A produção de fake news, convenhamos, foi “democrática. E segue bem distribuída. Vencedores e derrotados mantêm-se em jeitos insultuosos, salgando mentirosamente eventual noticiário que tende a lhes ser conveniente.
Que pode sair disso? Da direita: “É o momento de a igreja governar” (Damares Alves, confirmada no Ministério da Mulher, Família e Direitos Humanos). Isso é o retorno da religião ao poder, com tudo o que a religião pode significar.
E da esquerda? Têm saído tolices de animar mídia. Eu sugiro considerar a realidade material dos fatos, reconhecer erros, desculpar-se por desmandos, investir na verdade. Verdade sobre si e não menos verdade sobre o adversário.
Bolsonaro venceu as eleições apesar dele mesmo (malgré lui-même). A direita venceu as eleições por causa da esquerda. Nossa esquerda roubou, mentiu, manipulou dados, desgovernou. A esquerda nos conduziu à direita.
Parafraseio Isaías: “há-se de ter olhos de querer ver”. A esquerda foi condescendente com a esquerda velhaca. Todos sabiam das mentiras, mas “os olhos que só enxergam a mentira quando percebem a verdade, cegam (Karl Marx).
Muitos estavam cegados, e só enxergaram a verdade quando a verdade de um país quebrado pelo PT nos caiu pesada no colo. Não obstante, a esquerda das falcatruas fala em “golpe” ou em Temer, seu comparsa de negócios escusos.

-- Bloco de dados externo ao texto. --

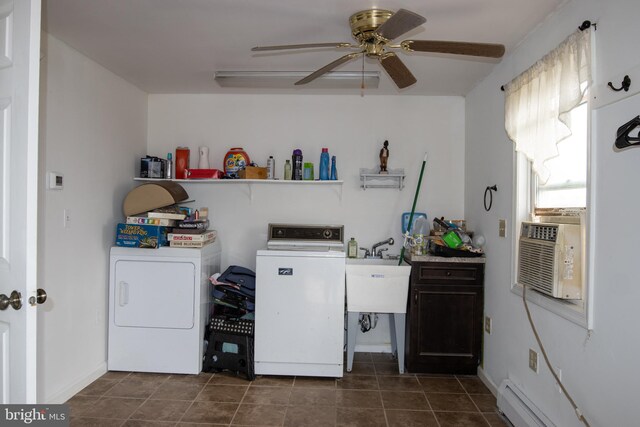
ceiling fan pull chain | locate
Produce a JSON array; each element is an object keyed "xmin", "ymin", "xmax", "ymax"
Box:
[{"xmin": 361, "ymin": 54, "xmax": 365, "ymax": 96}]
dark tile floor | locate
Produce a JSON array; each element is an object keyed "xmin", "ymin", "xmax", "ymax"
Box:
[{"xmin": 66, "ymin": 353, "xmax": 510, "ymax": 426}]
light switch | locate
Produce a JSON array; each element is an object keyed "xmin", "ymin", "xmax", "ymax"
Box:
[{"xmin": 499, "ymin": 219, "xmax": 506, "ymax": 237}]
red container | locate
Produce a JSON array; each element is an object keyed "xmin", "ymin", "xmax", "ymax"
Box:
[
  {"xmin": 175, "ymin": 147, "xmax": 190, "ymax": 179},
  {"xmin": 186, "ymin": 169, "xmax": 223, "ymax": 179},
  {"xmin": 223, "ymin": 147, "xmax": 250, "ymax": 178}
]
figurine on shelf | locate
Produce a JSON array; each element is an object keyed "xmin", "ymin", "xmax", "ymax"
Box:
[{"xmin": 379, "ymin": 140, "xmax": 389, "ymax": 174}]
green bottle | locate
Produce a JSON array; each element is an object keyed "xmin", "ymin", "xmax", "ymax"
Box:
[
  {"xmin": 284, "ymin": 160, "xmax": 292, "ymax": 180},
  {"xmin": 347, "ymin": 237, "xmax": 358, "ymax": 259}
]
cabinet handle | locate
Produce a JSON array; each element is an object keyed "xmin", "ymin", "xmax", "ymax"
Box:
[
  {"xmin": 446, "ymin": 271, "xmax": 452, "ymax": 276},
  {"xmin": 414, "ymin": 291, "xmax": 418, "ymax": 303}
]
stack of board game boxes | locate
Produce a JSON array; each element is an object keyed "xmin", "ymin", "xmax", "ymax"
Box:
[{"xmin": 116, "ymin": 205, "xmax": 216, "ymax": 248}]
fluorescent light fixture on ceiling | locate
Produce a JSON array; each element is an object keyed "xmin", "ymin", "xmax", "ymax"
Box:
[{"xmin": 215, "ymin": 71, "xmax": 380, "ymax": 89}]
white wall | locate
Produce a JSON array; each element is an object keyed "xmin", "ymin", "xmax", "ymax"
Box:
[
  {"xmin": 466, "ymin": 0, "xmax": 640, "ymax": 425},
  {"xmin": 38, "ymin": 34, "xmax": 148, "ymax": 402},
  {"xmin": 147, "ymin": 94, "xmax": 465, "ymax": 349}
]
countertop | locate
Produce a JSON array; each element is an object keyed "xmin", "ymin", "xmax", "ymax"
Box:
[{"xmin": 408, "ymin": 253, "xmax": 486, "ymax": 264}]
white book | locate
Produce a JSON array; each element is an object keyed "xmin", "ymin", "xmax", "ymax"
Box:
[
  {"xmin": 168, "ymin": 230, "xmax": 217, "ymax": 242},
  {"xmin": 169, "ymin": 237, "xmax": 215, "ymax": 248},
  {"xmin": 147, "ymin": 211, "xmax": 187, "ymax": 220}
]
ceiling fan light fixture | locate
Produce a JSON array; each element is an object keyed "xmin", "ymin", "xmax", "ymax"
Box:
[{"xmin": 214, "ymin": 71, "xmax": 380, "ymax": 89}]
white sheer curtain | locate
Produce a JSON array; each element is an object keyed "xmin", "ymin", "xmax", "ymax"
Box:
[{"xmin": 504, "ymin": 28, "xmax": 592, "ymax": 183}]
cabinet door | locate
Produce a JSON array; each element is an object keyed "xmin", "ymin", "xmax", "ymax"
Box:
[
  {"xmin": 406, "ymin": 262, "xmax": 485, "ymax": 374},
  {"xmin": 408, "ymin": 284, "xmax": 483, "ymax": 374}
]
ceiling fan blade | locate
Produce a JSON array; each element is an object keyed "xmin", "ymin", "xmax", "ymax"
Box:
[
  {"xmin": 252, "ymin": 42, "xmax": 355, "ymax": 52},
  {"xmin": 379, "ymin": 53, "xmax": 416, "ymax": 89},
  {"xmin": 401, "ymin": 40, "xmax": 505, "ymax": 58},
  {"xmin": 374, "ymin": 9, "xmax": 426, "ymax": 41},
  {"xmin": 295, "ymin": 52, "xmax": 362, "ymax": 85}
]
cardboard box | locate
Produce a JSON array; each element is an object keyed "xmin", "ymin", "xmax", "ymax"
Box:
[
  {"xmin": 123, "ymin": 181, "xmax": 189, "ymax": 216},
  {"xmin": 115, "ymin": 223, "xmax": 169, "ymax": 248},
  {"xmin": 238, "ymin": 166, "xmax": 267, "ymax": 179}
]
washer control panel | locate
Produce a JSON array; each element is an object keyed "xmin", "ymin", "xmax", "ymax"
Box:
[{"xmin": 268, "ymin": 224, "xmax": 344, "ymax": 245}]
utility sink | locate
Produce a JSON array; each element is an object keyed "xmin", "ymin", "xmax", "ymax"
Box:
[
  {"xmin": 345, "ymin": 258, "xmax": 412, "ymax": 374},
  {"xmin": 345, "ymin": 258, "xmax": 411, "ymax": 313}
]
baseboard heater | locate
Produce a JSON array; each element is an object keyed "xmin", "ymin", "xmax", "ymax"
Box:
[{"xmin": 497, "ymin": 380, "xmax": 556, "ymax": 427}]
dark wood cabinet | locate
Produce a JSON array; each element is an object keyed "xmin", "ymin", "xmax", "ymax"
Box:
[{"xmin": 405, "ymin": 261, "xmax": 485, "ymax": 374}]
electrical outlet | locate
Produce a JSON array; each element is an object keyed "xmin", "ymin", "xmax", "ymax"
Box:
[
  {"xmin": 63, "ymin": 208, "xmax": 71, "ymax": 229},
  {"xmin": 499, "ymin": 219, "xmax": 506, "ymax": 237},
  {"xmin": 484, "ymin": 316, "xmax": 492, "ymax": 334},
  {"xmin": 529, "ymin": 349, "xmax": 538, "ymax": 373}
]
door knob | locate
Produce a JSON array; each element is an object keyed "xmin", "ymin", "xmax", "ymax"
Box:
[
  {"xmin": 0, "ymin": 290, "xmax": 22, "ymax": 310},
  {"xmin": 28, "ymin": 289, "xmax": 47, "ymax": 306}
]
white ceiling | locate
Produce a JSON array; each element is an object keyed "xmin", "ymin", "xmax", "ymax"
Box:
[{"xmin": 42, "ymin": 0, "xmax": 565, "ymax": 96}]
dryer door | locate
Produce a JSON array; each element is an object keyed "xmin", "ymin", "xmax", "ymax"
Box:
[{"xmin": 113, "ymin": 259, "xmax": 196, "ymax": 329}]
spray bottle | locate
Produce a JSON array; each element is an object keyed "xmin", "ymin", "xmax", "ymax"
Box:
[{"xmin": 165, "ymin": 153, "xmax": 173, "ymax": 179}]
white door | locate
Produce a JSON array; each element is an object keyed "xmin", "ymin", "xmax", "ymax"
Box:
[
  {"xmin": 113, "ymin": 260, "xmax": 196, "ymax": 329},
  {"xmin": 0, "ymin": 0, "xmax": 41, "ymax": 403}
]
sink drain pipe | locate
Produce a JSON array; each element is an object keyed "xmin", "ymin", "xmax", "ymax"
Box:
[
  {"xmin": 399, "ymin": 153, "xmax": 428, "ymax": 266},
  {"xmin": 359, "ymin": 313, "xmax": 379, "ymax": 333}
]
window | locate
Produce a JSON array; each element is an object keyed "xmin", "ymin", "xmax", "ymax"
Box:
[
  {"xmin": 505, "ymin": 28, "xmax": 593, "ymax": 328},
  {"xmin": 534, "ymin": 102, "xmax": 587, "ymax": 212}
]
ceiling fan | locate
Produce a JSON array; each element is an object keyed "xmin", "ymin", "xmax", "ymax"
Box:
[{"xmin": 251, "ymin": 8, "xmax": 505, "ymax": 89}]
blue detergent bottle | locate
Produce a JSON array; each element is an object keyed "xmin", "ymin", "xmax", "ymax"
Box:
[
  {"xmin": 330, "ymin": 156, "xmax": 337, "ymax": 180},
  {"xmin": 320, "ymin": 148, "xmax": 330, "ymax": 180}
]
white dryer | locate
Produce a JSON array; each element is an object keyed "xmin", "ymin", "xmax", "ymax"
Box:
[{"xmin": 108, "ymin": 240, "xmax": 221, "ymax": 374}]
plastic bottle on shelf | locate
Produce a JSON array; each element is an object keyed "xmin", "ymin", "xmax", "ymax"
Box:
[
  {"xmin": 165, "ymin": 153, "xmax": 173, "ymax": 179},
  {"xmin": 175, "ymin": 147, "xmax": 190, "ymax": 179},
  {"xmin": 347, "ymin": 237, "xmax": 358, "ymax": 258},
  {"xmin": 292, "ymin": 149, "xmax": 303, "ymax": 180},
  {"xmin": 303, "ymin": 162, "xmax": 314, "ymax": 180},
  {"xmin": 330, "ymin": 156, "xmax": 337, "ymax": 180},
  {"xmin": 267, "ymin": 156, "xmax": 275, "ymax": 179},
  {"xmin": 284, "ymin": 159, "xmax": 292, "ymax": 180},
  {"xmin": 319, "ymin": 148, "xmax": 330, "ymax": 180}
]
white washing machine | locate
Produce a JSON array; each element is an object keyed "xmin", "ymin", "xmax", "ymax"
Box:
[
  {"xmin": 255, "ymin": 224, "xmax": 346, "ymax": 378},
  {"xmin": 108, "ymin": 240, "xmax": 221, "ymax": 374}
]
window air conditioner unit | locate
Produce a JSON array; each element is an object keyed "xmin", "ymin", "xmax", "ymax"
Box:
[{"xmin": 517, "ymin": 222, "xmax": 582, "ymax": 300}]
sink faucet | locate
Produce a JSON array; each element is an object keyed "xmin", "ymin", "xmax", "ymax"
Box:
[
  {"xmin": 359, "ymin": 247, "xmax": 372, "ymax": 258},
  {"xmin": 370, "ymin": 238, "xmax": 394, "ymax": 258}
]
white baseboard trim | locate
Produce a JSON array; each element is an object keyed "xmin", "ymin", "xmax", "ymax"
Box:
[
  {"xmin": 354, "ymin": 344, "xmax": 392, "ymax": 353},
  {"xmin": 477, "ymin": 366, "xmax": 499, "ymax": 396},
  {"xmin": 45, "ymin": 362, "xmax": 107, "ymax": 404}
]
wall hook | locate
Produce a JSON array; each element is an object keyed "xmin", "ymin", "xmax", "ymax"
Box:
[
  {"xmin": 615, "ymin": 115, "xmax": 640, "ymax": 149},
  {"xmin": 578, "ymin": 21, "xmax": 592, "ymax": 31},
  {"xmin": 608, "ymin": 75, "xmax": 631, "ymax": 92},
  {"xmin": 484, "ymin": 185, "xmax": 497, "ymax": 212}
]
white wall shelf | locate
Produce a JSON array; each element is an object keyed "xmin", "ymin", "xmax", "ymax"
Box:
[
  {"xmin": 134, "ymin": 177, "xmax": 344, "ymax": 201},
  {"xmin": 359, "ymin": 168, "xmax": 405, "ymax": 190}
]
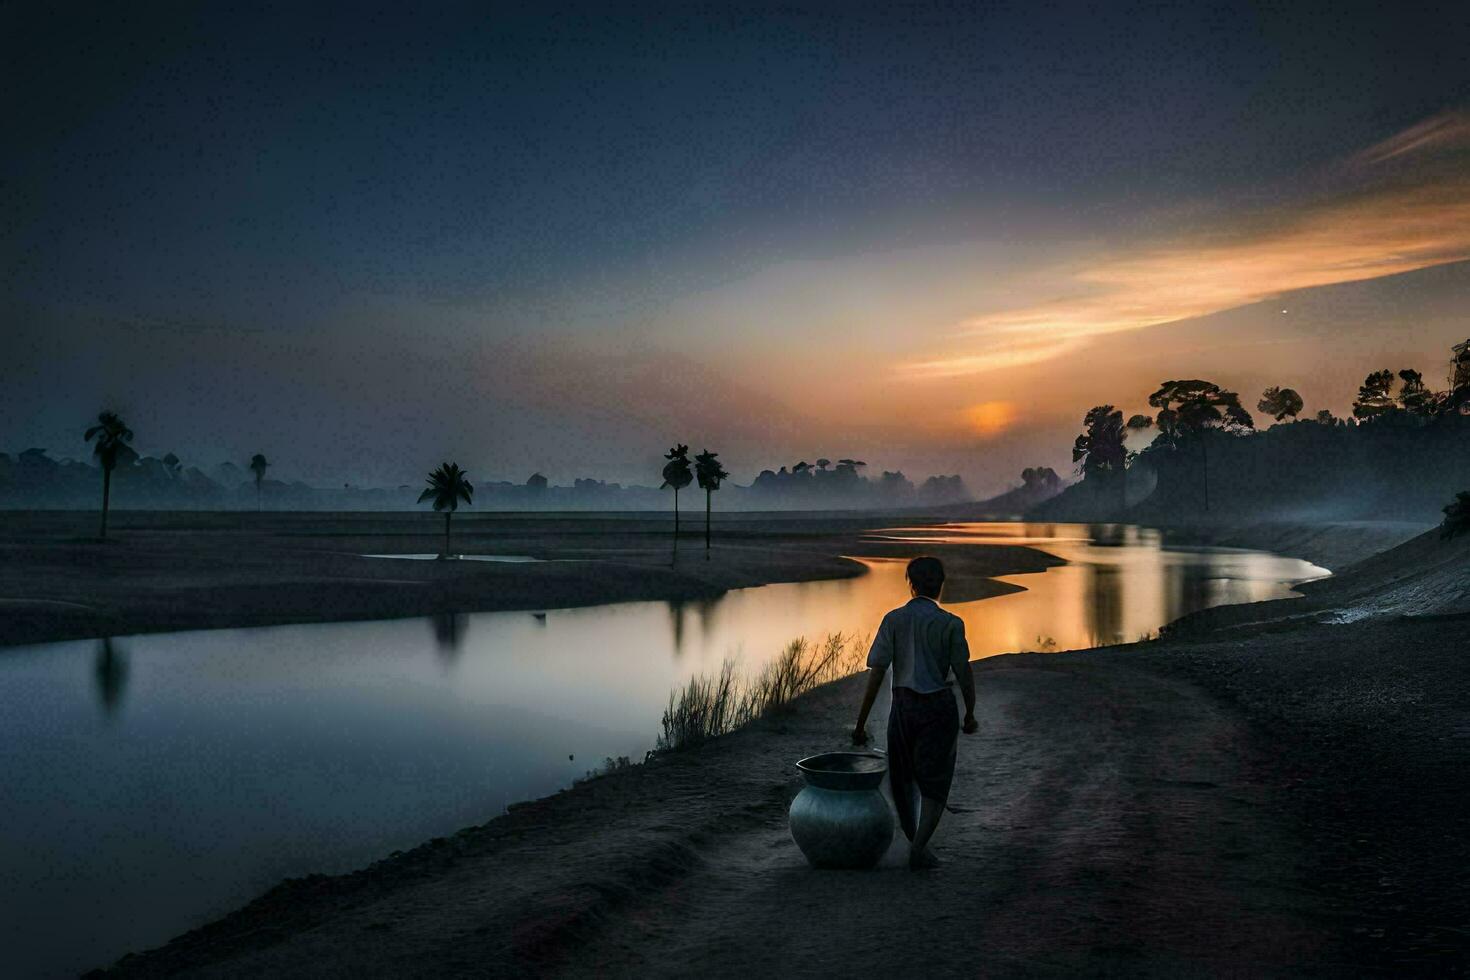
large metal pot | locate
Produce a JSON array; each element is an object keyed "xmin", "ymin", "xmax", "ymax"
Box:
[{"xmin": 789, "ymin": 752, "xmax": 893, "ymax": 869}]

Há de se ter caráter para assumir a autoria da derrota, dos erros que deram a vitória ao adversário. Navegando ao modo de agradar ao séquito próximo, entretendo uma plateia fácil, a esquerda desvencilha-se da obrigação de autocrítica.
Sobre a direita, não digo mais do que já se sabe: agora ela é direita com religião. Sobre esquerda, eu a acuso de ter feito e de estar fazendo o que diz que a direita faz. E de faltar-lhe caráter. Sem caráter, não dá. Estamos mal.